# Find an equation of the line that satisfies the given conditions. x-intercept = -8; y-intercept ...

## Question:

Find an equation of the line that satisfies the given conditions. x-intercept = -8; y-intercept = 2.

## Intercept Form:

The intercepts of a line are the points where the line meets the x-axis and the y-axis. If {eq}(a,0) {/eq} and {eq}(0,b) {/eq} are the intercepts of a line then its equation is found by using: {eq}\dfrac{x}{a}+ \dfrac{y}{b}=1 {/eq}.
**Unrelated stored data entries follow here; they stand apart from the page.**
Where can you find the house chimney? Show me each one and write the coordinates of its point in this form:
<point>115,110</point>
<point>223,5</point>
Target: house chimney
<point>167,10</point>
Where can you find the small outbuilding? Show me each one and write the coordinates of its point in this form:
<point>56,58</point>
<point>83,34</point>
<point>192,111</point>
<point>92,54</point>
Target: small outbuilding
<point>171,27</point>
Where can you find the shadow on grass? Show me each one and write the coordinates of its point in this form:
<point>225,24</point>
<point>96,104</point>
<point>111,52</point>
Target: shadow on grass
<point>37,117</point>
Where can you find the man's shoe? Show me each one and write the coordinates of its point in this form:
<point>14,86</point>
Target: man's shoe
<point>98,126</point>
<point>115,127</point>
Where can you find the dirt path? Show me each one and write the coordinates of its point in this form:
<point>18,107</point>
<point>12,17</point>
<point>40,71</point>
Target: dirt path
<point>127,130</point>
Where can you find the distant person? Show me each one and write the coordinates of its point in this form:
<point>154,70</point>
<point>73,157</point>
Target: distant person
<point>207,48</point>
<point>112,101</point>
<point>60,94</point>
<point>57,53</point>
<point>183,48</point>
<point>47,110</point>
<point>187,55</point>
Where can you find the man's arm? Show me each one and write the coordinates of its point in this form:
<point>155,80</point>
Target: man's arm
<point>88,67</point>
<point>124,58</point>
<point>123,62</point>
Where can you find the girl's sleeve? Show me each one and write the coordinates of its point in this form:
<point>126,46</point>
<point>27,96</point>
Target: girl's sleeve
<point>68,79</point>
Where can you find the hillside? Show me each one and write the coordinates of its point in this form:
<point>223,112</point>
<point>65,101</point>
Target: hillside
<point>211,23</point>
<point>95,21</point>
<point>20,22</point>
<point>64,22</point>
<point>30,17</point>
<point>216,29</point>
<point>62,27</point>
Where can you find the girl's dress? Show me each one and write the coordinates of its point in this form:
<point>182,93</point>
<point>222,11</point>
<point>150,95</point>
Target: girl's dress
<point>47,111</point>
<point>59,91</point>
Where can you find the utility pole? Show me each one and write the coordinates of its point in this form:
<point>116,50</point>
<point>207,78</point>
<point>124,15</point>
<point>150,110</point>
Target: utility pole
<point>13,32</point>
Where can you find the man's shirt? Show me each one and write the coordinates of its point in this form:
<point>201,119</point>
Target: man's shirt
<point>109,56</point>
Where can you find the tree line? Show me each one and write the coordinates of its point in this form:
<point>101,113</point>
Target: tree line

The intercepts of the line are:

$$\text{x-intercept is}, a =-8 \\ \text{y-intercept is}, b=2$$

The equation of a line in the intercept form is:

$$\dfrac{x}{a}+ \dfrac{y}{b}=1 \\[0.3cm] \dfrac{x}{-8}+ \dfrac{y}{2}=1 \\[0.3cm] \text{Multiply each term on both sides by -8}, \\[0.3cm] x - 4y = -8 \\[0.3cm] \text{Subtracting x from both sides}, \\[0.3cm] -4y=-x-8 \\[0.3cm] \text{Dividing both sides by -4}, \\[0.3cm] \boxed{\mathbf{y= \dfrac{1}{4}x +2}}$$